Think moving your ball around a PGA Tour course is tough? Try getting players, fans, workers, volunteers and officials around a venue — never mind to and from it.
Yet that’s exactly what every tournament must do. The Travelers Championship at TPC River Highlands, just outside of Hartford, Conn., often has an even tougher job than most, as the event falls directly after the U.S. Open on the schedule.
This year, many of the players in the Travelers field spent U.S. Open week at The Country Club in Brookline, Mass., a mere 90-minute drive on I-90W. More commonly, though, transporting top pros between our national championship and the Travelers entails chartered cross-country flights, as was the case following the 2021 U.S. Open at Torrey Pines in San Diego.
Regardless, it’s a serious undertaking to transfer all the people involved to all the places they need to be — on time and in one piece. Travelers tournament director Nathan Grube details just some of the moving parts.
ONE PLAYER AIRPLANE
Travelers personnel secures a full flight on a commercial airline. Each player in the field can reserve up to three seats. The amenities include Wi-Fi, food and gift packages to keep the players’ kiddies happy.
MANY, MANY TAXIS, UBERS AND LIMOS
Reps from the Travelers and USGA work in conjunction at the Open site to ensure players and their posses make it to the airport and flight on time — with a little help from a private security line.
200 COURTESY CARS
When the chartered flight touches down at Connecticut’s Bradley International Airport, tournament volunteers greet the travelers with snacks and more goodies for the little ones.
They also help with luggage. In no time, players and their guests are ushered to gratis Enterprise rentals. “Generally, the process takes 20 minutes after landing,” Grube says.
75 GOLF CARTS, 40 MOWERS, ABOUT 40 UTILITY VEHICLES AND FOUR GREENS ROLLERS
Tour officials need to get around the host course, right? So do a group of 60 to 70 grounds staff and volunteers.
The 4:00 a.m. shift mows and rolls greens, rakes bunkers, changes hole locations, places tee markers, removes dew from all surfaces, blows debris, etc.

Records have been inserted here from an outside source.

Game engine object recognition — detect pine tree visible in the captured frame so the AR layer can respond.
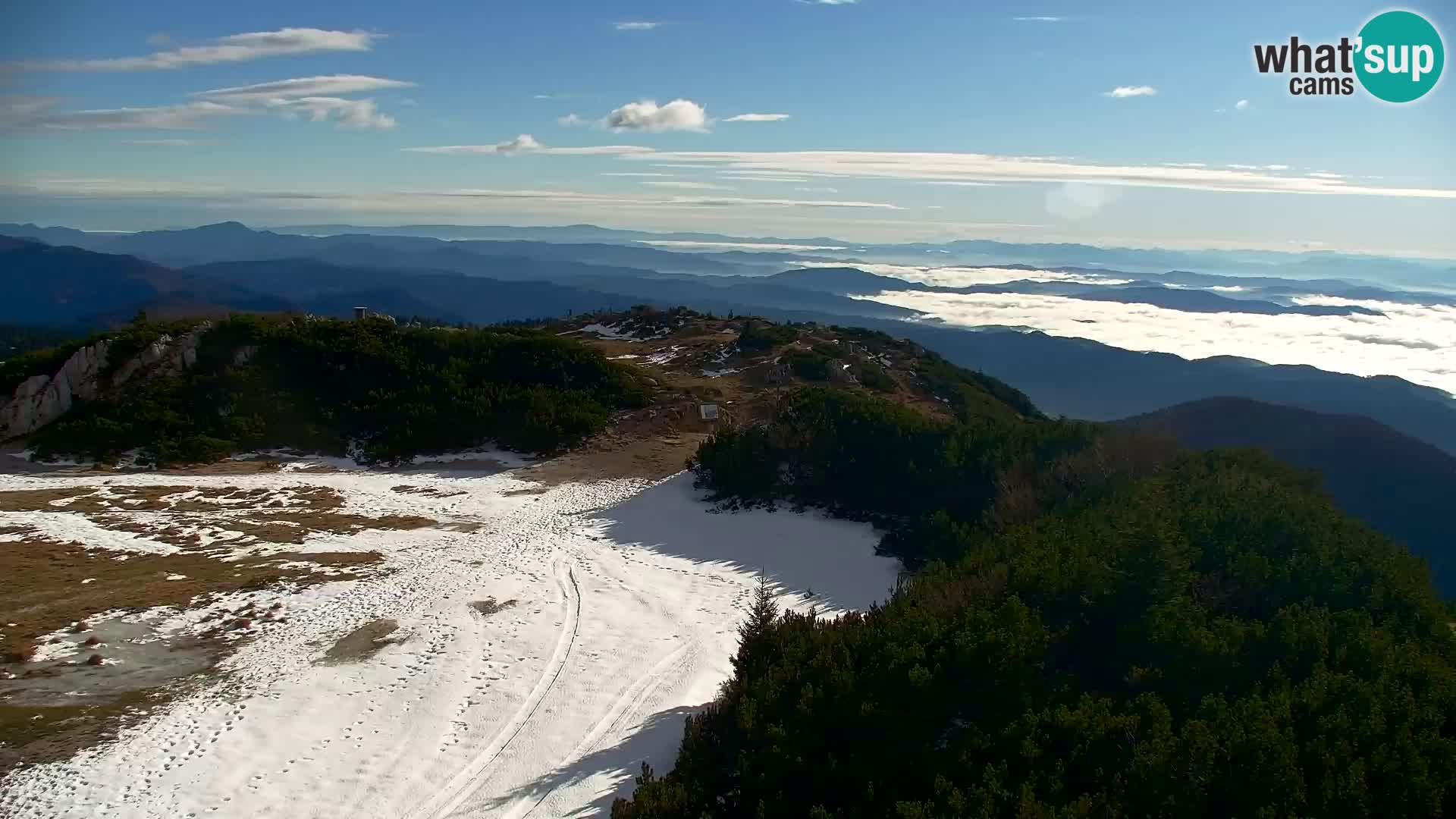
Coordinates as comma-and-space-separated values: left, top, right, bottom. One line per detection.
733, 571, 779, 680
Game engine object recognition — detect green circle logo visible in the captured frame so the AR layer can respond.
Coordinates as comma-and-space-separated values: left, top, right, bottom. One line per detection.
1356, 11, 1446, 102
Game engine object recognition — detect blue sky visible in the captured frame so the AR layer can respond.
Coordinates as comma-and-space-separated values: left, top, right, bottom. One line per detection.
0, 0, 1456, 256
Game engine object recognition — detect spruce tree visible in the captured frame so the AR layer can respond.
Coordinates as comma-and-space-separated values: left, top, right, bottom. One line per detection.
733, 571, 779, 679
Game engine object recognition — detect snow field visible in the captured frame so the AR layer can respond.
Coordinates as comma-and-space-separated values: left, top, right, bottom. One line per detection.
0, 471, 896, 819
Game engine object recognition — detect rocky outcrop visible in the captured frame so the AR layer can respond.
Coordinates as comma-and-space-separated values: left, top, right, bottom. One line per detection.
0, 341, 111, 440
106, 322, 212, 389
0, 324, 211, 440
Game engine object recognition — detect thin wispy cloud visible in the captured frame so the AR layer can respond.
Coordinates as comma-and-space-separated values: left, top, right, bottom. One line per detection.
403, 133, 1456, 199
121, 139, 211, 147
641, 179, 733, 191
629, 150, 1456, 199
0, 101, 247, 131
1102, 86, 1157, 99
0, 74, 413, 131
723, 114, 789, 122
399, 134, 652, 156
188, 74, 415, 102
0, 177, 902, 210
6, 28, 383, 71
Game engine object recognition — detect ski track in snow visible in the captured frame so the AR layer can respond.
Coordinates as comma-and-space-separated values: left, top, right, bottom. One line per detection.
0, 469, 896, 819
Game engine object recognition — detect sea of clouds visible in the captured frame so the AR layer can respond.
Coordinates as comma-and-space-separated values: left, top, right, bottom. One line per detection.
869, 290, 1456, 395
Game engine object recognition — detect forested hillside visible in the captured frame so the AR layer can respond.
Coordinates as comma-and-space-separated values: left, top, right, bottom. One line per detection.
1119, 398, 1456, 598
17, 315, 649, 463
613, 391, 1456, 819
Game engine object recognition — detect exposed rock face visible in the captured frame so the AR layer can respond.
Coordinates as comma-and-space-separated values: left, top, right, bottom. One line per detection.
0, 341, 111, 440
0, 322, 212, 440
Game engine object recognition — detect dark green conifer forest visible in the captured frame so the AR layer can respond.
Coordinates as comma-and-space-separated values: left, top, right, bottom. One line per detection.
611, 389, 1456, 819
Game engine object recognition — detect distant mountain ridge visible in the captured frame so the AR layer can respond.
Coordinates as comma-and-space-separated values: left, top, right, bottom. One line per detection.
11, 224, 1456, 453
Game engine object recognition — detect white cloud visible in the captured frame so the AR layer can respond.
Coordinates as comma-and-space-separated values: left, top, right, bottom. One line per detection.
642, 179, 733, 191
121, 140, 209, 147
264, 96, 394, 128
0, 74, 413, 131
723, 114, 789, 122
1046, 182, 1121, 218
606, 99, 708, 131
190, 74, 415, 102
633, 150, 1456, 199
399, 134, 652, 156
855, 291, 1456, 392
1102, 86, 1157, 99
804, 265, 1131, 287
9, 28, 383, 71
0, 177, 902, 213
15, 101, 253, 131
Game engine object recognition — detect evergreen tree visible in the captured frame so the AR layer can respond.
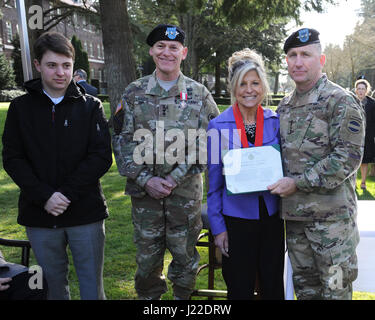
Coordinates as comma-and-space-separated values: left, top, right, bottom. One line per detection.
0, 53, 16, 90
71, 35, 90, 81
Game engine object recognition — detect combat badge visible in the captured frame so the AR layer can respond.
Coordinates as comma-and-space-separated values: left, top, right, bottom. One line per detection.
180, 92, 187, 109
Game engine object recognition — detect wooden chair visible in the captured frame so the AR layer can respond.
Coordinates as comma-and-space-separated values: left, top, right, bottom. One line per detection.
0, 238, 31, 267
191, 204, 227, 300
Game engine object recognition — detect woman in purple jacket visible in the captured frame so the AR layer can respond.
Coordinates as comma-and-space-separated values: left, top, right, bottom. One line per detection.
207, 49, 284, 300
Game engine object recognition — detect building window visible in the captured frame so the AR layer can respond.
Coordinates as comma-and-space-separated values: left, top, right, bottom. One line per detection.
96, 44, 103, 59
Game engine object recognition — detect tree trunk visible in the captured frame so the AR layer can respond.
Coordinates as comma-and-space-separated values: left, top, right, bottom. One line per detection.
25, 0, 44, 79
215, 52, 221, 97
99, 0, 136, 115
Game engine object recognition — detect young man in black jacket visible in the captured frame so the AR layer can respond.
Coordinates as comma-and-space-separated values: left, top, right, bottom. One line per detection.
3, 32, 112, 299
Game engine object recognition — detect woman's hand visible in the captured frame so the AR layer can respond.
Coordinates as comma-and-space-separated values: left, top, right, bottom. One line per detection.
215, 231, 229, 258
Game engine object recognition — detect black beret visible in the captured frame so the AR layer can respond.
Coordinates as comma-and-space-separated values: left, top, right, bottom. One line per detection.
146, 24, 185, 47
284, 28, 320, 53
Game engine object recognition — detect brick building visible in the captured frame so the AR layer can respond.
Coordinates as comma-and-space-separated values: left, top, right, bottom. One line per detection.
0, 0, 107, 94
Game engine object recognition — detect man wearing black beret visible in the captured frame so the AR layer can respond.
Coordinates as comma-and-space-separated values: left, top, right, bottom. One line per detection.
270, 28, 365, 300
113, 24, 219, 300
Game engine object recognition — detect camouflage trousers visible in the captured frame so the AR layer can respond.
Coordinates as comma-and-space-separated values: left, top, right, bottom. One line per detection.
286, 218, 359, 300
132, 194, 202, 299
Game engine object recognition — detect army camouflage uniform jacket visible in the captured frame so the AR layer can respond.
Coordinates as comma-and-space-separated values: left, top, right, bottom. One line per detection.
277, 74, 365, 221
113, 72, 219, 200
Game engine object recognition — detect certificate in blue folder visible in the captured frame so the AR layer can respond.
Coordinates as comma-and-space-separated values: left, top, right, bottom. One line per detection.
223, 144, 283, 194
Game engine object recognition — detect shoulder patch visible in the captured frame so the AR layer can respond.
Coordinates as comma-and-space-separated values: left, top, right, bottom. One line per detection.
347, 116, 362, 134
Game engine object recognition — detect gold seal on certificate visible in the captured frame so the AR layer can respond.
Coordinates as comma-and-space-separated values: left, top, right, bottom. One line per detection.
223, 144, 283, 194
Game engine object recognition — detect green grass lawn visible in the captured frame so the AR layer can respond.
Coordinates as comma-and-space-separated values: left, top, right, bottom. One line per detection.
0, 103, 375, 300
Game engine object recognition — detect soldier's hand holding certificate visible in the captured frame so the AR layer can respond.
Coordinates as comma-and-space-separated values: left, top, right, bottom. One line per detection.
223, 145, 283, 194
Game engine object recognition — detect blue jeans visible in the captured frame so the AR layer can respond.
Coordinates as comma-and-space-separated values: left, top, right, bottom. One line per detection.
26, 220, 105, 300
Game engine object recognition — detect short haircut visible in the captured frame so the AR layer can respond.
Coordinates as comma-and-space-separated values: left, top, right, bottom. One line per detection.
228, 48, 270, 105
34, 31, 75, 62
74, 69, 87, 80
354, 79, 371, 95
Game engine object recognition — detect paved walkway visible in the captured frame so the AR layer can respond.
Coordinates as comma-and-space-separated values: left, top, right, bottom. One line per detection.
353, 200, 375, 292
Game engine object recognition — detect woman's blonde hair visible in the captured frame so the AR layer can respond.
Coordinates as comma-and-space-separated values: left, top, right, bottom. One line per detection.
228, 48, 270, 105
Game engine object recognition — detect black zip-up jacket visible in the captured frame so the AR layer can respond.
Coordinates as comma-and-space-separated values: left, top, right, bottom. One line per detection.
2, 79, 112, 228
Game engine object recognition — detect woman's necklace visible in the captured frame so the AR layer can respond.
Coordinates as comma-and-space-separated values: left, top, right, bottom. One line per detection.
245, 123, 257, 138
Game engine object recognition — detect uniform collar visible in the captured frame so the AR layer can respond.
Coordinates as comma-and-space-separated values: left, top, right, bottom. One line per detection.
145, 70, 186, 98
285, 74, 328, 107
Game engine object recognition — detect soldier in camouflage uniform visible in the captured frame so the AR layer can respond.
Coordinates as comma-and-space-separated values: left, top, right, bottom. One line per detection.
270, 29, 365, 299
113, 25, 219, 299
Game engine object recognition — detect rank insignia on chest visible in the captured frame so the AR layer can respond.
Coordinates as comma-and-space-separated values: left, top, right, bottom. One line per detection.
180, 92, 187, 109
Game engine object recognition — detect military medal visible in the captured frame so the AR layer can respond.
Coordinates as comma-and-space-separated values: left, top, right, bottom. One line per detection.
180, 92, 187, 109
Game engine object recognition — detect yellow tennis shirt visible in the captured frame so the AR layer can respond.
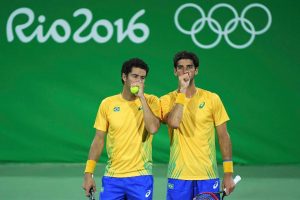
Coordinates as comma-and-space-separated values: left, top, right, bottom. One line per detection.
94, 94, 161, 177
160, 88, 229, 180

The 4:00 p.m. shift does some of the same as well as mows fairways, removes pin flags and tee markers, repairs divots and ball marks and does bunker touch-ups.
AN UNDISCLOSED NUMBER OF POLICE VEHICLES
“We work closely with multiple municipalities and their police departments,” Grube says, “with Cromwell [Conn.] PD leading the way.”
St. Francis Hospital’s medical services comprises an on-course staff of 25 to 30 EMTs, docs, nurses and paramedics.
“We have one of the more comprehensive medical programs on Tour,” Grube says.
“Comprehensive” sums it all up nicely.